Product Context
Anthropic is reviewing the API design for a high-traffic Claude inference service used by both developers on the Anthropic API and internal surfaces such as the Claude app. The service must route requests across multiple model variants, enforce policy checks, and return low-latency responses while supporting rapid model iteration.
Scale
| Signal | Value |
|---|
| DAU | 25M across API customers + Claude app |
| Peak request QPS | 180K requests/sec |
| Streaming response share | 70% of requests |
| Supported model variants | 12 active Claude SKUs |
| Prompt + context tokens/day | 45T tokens/day |
| p99 time-to-first-token budget | 900ms |
| p99 end-to-end budget (non-streaming) | 4.5s |
Assume the current API design is roughly: Client -> API Gateway -> Auth/Quota -> Request Router -> Safety/Policy -> Prompt Cache -> Model Selection -> Inference Workers -> Post-processing -> Logging/Billing.
Task
Review this design and explain where you expect it to break first as traffic grows and model/product complexity increases.
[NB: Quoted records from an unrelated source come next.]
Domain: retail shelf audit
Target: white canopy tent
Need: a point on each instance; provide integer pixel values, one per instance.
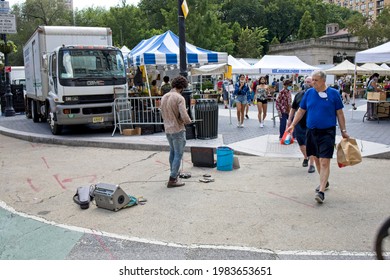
(377, 54)
(163, 51)
(244, 62)
(240, 68)
(237, 68)
(125, 51)
(375, 68)
(212, 69)
(283, 64)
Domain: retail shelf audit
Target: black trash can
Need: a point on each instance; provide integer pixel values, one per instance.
(17, 98)
(206, 115)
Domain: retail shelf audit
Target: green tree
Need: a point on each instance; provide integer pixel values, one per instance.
(47, 12)
(245, 12)
(366, 30)
(285, 16)
(250, 42)
(307, 27)
(128, 25)
(152, 11)
(95, 16)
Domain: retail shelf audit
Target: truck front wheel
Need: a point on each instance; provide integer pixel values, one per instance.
(55, 128)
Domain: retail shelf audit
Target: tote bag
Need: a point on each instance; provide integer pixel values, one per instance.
(348, 152)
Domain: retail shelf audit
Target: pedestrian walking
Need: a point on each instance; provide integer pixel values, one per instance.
(347, 90)
(225, 92)
(175, 116)
(240, 93)
(166, 86)
(283, 106)
(323, 106)
(300, 129)
(261, 96)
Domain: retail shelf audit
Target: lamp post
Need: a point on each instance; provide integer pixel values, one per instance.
(182, 40)
(341, 57)
(9, 109)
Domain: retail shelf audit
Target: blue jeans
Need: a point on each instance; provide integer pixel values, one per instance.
(283, 123)
(177, 142)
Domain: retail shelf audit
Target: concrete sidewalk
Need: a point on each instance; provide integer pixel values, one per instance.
(264, 210)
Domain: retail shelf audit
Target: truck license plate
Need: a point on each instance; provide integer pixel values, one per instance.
(98, 119)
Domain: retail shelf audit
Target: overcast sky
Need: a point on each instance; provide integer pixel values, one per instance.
(81, 4)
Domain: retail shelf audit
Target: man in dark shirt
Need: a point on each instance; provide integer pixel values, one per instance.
(300, 129)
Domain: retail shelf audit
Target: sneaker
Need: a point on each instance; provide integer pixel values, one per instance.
(326, 187)
(320, 197)
(175, 183)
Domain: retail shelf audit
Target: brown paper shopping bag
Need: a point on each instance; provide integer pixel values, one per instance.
(348, 152)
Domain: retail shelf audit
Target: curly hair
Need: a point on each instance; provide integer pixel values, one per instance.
(179, 82)
(265, 80)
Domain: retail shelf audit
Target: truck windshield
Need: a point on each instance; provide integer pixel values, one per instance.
(90, 64)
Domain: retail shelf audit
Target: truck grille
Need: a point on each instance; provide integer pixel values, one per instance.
(89, 99)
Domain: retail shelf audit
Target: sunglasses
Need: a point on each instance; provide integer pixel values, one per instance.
(323, 94)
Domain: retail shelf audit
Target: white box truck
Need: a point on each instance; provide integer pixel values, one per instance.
(17, 75)
(73, 75)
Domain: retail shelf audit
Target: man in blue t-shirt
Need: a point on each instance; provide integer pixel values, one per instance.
(323, 106)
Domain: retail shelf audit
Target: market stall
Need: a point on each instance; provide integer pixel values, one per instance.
(282, 65)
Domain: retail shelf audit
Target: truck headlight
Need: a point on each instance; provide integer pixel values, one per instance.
(71, 98)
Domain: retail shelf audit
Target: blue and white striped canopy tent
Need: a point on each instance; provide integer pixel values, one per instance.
(164, 50)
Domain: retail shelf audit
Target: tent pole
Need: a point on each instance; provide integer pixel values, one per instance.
(147, 82)
(354, 90)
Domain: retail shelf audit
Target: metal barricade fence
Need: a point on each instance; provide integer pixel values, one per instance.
(136, 111)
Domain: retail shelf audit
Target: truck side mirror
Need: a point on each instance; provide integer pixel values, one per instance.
(45, 62)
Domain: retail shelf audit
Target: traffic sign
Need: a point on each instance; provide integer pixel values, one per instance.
(4, 7)
(7, 23)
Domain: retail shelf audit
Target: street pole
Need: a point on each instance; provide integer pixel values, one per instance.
(9, 109)
(182, 41)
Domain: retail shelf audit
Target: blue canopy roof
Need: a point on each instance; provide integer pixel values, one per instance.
(164, 50)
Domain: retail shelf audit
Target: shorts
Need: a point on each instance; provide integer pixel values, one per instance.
(320, 142)
(241, 99)
(300, 134)
(225, 95)
(263, 101)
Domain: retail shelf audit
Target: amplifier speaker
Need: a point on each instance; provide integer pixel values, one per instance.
(203, 157)
(110, 197)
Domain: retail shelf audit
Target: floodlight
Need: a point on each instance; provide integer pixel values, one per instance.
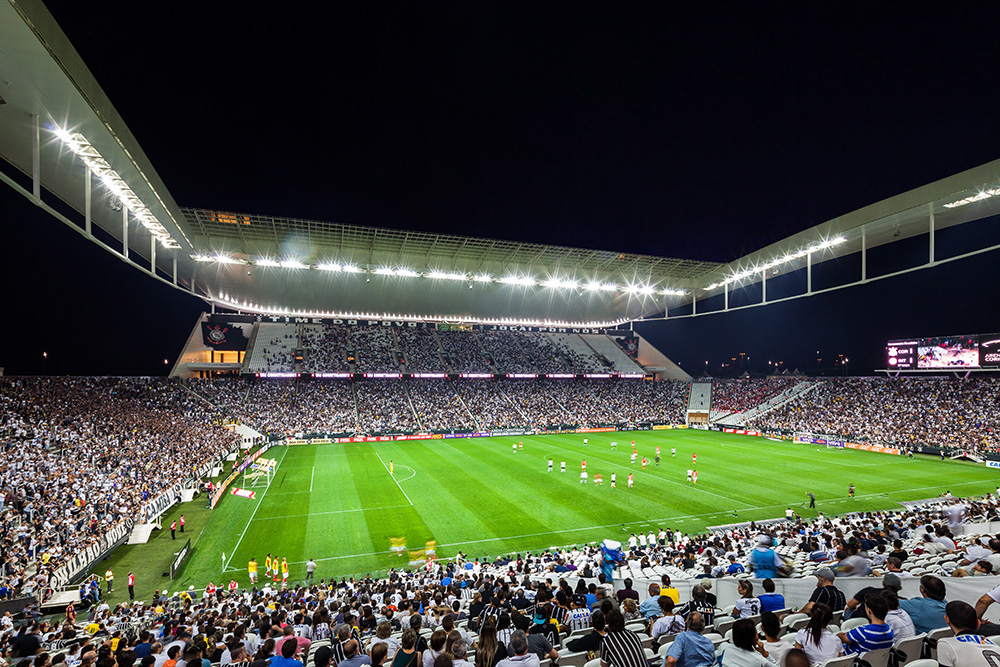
(100, 167)
(446, 275)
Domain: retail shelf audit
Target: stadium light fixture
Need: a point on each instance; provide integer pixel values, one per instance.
(99, 166)
(328, 266)
(789, 257)
(564, 283)
(525, 281)
(446, 275)
(979, 196)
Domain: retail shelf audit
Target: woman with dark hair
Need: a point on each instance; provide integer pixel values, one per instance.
(746, 649)
(490, 650)
(407, 655)
(748, 605)
(819, 643)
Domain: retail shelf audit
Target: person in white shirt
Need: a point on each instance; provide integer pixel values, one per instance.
(897, 619)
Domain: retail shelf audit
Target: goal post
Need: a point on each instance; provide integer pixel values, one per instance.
(260, 473)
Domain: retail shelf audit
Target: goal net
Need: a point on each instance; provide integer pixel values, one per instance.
(259, 474)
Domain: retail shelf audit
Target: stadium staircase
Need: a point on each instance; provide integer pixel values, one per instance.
(773, 403)
(607, 348)
(248, 355)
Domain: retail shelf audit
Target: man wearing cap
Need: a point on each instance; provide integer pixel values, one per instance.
(825, 592)
(856, 605)
(764, 563)
(579, 615)
(927, 611)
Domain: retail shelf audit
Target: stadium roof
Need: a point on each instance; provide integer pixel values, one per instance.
(73, 155)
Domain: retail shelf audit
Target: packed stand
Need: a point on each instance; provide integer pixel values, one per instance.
(383, 405)
(466, 355)
(326, 348)
(287, 407)
(943, 412)
(420, 350)
(82, 455)
(273, 349)
(438, 406)
(738, 395)
(506, 352)
(373, 350)
(490, 405)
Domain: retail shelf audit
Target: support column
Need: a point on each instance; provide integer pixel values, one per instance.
(87, 197)
(124, 230)
(809, 273)
(864, 254)
(36, 159)
(930, 234)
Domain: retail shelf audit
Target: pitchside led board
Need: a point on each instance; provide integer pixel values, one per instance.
(944, 352)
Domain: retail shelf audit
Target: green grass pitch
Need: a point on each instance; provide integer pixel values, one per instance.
(339, 504)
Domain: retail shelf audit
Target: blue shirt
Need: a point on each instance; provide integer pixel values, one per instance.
(691, 649)
(869, 637)
(927, 614)
(650, 608)
(771, 601)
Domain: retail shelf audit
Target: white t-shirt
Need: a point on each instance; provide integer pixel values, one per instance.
(829, 645)
(968, 651)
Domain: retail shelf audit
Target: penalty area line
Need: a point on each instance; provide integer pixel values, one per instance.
(394, 478)
(259, 502)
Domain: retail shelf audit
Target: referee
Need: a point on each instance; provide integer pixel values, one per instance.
(621, 647)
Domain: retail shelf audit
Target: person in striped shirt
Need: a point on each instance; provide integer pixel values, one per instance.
(621, 647)
(873, 636)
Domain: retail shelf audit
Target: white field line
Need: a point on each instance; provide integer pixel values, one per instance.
(394, 479)
(254, 513)
(693, 487)
(359, 509)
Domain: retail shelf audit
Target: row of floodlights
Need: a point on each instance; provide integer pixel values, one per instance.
(100, 167)
(774, 263)
(524, 281)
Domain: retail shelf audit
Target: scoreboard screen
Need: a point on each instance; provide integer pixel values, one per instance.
(989, 351)
(948, 352)
(901, 354)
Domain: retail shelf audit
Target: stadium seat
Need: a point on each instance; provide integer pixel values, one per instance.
(909, 649)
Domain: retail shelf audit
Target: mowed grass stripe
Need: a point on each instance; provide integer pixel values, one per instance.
(476, 496)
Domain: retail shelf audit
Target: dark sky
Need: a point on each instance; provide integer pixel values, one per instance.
(701, 130)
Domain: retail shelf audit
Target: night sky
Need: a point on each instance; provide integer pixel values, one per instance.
(702, 130)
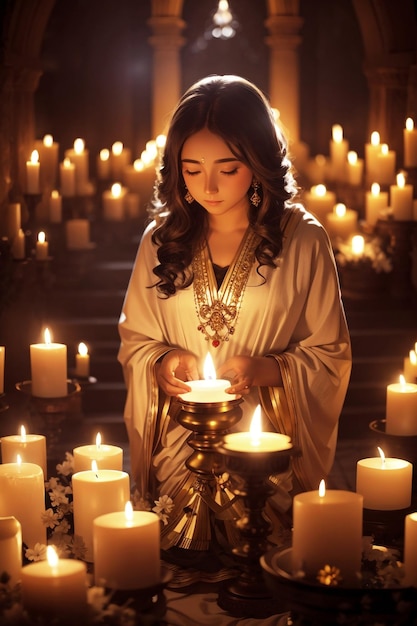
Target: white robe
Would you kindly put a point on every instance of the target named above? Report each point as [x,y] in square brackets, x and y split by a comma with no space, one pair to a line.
[295,315]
- Clarify the functional and non-functional requirements for the inference service.
- Size the system and identify the likely bottlenecks across admission control, routing, feature lookup, model serving, and logging.
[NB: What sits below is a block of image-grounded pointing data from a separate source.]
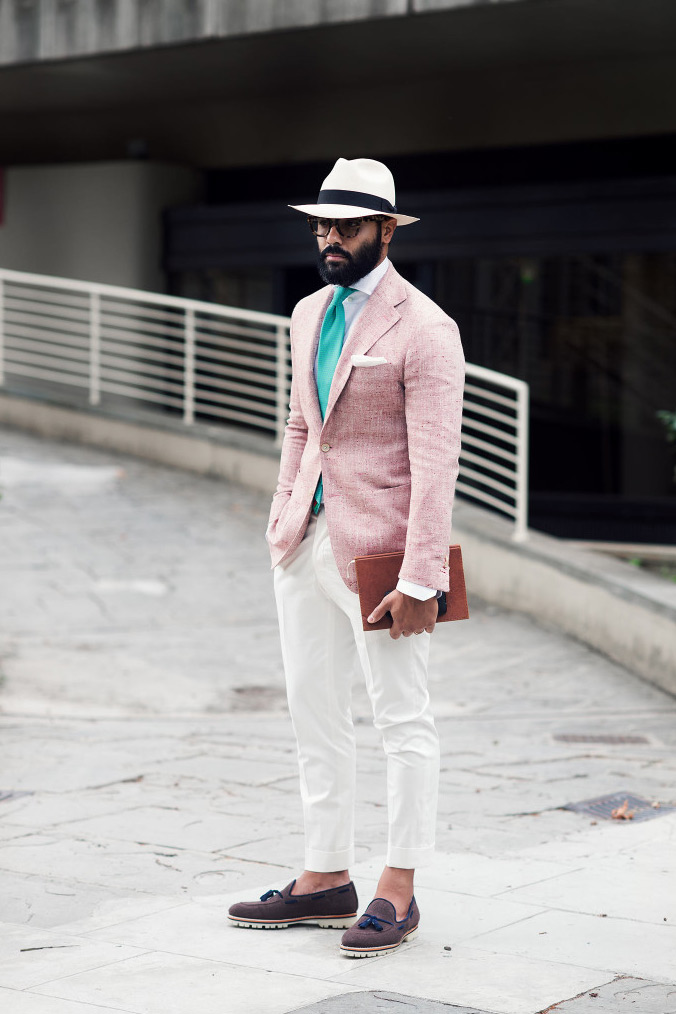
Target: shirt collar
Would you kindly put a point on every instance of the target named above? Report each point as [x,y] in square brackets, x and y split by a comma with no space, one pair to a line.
[370,281]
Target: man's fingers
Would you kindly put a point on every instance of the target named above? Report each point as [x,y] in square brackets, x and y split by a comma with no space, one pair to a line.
[380,609]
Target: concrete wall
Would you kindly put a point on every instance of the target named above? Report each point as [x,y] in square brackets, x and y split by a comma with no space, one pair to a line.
[100,222]
[48,29]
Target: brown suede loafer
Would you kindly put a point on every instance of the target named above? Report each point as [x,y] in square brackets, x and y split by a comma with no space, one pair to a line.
[332,910]
[379,931]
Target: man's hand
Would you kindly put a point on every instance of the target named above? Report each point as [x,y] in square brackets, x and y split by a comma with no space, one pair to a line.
[409,614]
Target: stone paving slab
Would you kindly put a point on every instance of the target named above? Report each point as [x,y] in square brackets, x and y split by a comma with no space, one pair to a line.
[623,996]
[383,1003]
[143,713]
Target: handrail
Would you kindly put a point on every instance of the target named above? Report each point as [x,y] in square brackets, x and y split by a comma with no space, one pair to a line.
[92,344]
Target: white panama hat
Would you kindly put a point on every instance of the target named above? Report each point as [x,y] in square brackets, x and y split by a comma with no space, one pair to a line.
[354,188]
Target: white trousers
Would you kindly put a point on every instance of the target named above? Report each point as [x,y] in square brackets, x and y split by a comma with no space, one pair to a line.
[322,646]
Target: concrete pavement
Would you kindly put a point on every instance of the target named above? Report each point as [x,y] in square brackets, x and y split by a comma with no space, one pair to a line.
[149,779]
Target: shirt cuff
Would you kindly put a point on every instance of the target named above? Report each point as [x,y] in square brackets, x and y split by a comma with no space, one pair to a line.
[416,590]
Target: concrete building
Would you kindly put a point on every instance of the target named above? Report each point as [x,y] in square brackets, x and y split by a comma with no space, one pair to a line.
[156,143]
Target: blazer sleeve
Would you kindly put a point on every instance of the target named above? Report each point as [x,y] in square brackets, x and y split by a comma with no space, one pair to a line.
[293,445]
[434,384]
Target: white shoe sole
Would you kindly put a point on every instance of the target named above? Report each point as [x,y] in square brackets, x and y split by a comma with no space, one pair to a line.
[342,923]
[376,951]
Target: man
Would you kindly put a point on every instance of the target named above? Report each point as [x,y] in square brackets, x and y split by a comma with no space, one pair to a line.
[368,465]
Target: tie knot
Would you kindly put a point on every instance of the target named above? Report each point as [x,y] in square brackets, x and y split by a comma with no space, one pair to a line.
[341,294]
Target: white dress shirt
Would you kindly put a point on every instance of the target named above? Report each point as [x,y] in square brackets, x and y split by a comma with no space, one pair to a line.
[353,306]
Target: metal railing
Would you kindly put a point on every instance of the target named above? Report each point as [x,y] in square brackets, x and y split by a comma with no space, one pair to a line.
[101,345]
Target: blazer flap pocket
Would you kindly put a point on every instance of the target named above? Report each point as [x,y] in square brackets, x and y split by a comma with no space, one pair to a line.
[368,361]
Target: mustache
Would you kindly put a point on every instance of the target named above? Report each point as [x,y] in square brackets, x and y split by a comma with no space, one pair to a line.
[334,249]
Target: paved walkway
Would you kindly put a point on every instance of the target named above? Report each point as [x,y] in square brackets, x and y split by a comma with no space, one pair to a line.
[149,777]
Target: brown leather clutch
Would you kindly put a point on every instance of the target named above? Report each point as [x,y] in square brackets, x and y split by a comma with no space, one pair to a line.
[377,575]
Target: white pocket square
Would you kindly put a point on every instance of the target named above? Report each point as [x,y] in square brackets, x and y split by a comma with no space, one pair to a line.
[368,361]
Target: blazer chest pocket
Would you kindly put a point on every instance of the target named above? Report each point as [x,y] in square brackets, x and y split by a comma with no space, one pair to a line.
[366,361]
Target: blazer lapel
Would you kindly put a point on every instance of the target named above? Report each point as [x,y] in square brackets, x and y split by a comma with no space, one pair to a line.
[378,316]
[306,354]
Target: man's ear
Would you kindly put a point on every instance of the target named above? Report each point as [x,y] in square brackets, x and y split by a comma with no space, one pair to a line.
[387,229]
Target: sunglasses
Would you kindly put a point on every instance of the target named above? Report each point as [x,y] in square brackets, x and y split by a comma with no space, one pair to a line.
[347,227]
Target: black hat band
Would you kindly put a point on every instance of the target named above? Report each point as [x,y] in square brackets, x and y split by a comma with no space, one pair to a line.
[358,200]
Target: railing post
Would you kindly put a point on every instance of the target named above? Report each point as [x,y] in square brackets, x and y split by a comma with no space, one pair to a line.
[189,367]
[94,348]
[2,330]
[281,388]
[521,526]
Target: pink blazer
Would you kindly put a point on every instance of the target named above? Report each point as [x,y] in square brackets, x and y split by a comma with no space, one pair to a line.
[388,446]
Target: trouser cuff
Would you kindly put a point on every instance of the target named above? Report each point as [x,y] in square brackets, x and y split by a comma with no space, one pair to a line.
[409,859]
[328,862]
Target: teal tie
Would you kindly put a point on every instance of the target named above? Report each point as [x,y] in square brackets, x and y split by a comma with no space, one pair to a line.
[331,338]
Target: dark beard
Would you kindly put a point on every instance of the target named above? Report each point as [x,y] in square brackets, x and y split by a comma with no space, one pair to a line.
[356,266]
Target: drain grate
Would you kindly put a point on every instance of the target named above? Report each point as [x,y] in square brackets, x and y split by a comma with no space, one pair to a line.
[603,806]
[8,794]
[611,740]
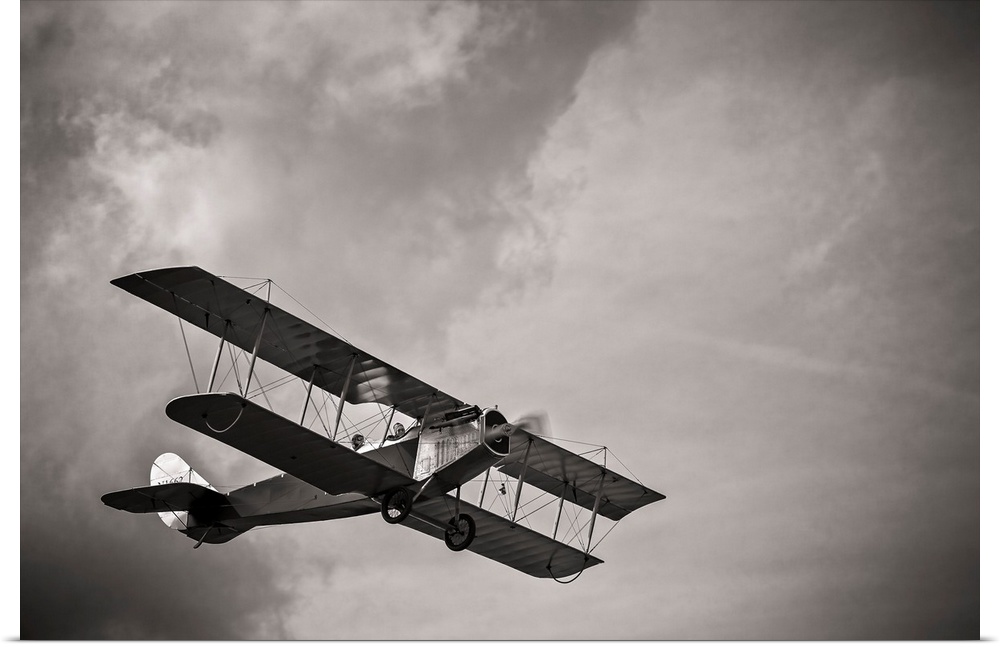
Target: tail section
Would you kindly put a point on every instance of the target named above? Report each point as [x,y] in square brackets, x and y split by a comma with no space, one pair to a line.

- Propose an end-to-end architecture, including any retrieval/routing/ranking stages for model selection and fallback.
- Define the online vs batch components: what must happen synchronously per request vs asynchronously.
- Describe how you would evaluate the system offline and online, including quality, latency, cost, and safety metrics.
- Identify the top failure modes, especially feature drift, training-serving skew, hot keys, overload, and degraded dependencies.
Constraints
- Must support both streaming and non-streaming responses.
- Some enterprise customers require regional data residency and audit logs.
- Prompt caching can reduce cost materially, but cache misses are common for long-tail workloads.
- Router decisions may use customer tier, prompt metadata, historical latency, and task-type classifiers.
- Cost matters: average serving cost must stay under $0.012/request blended across models.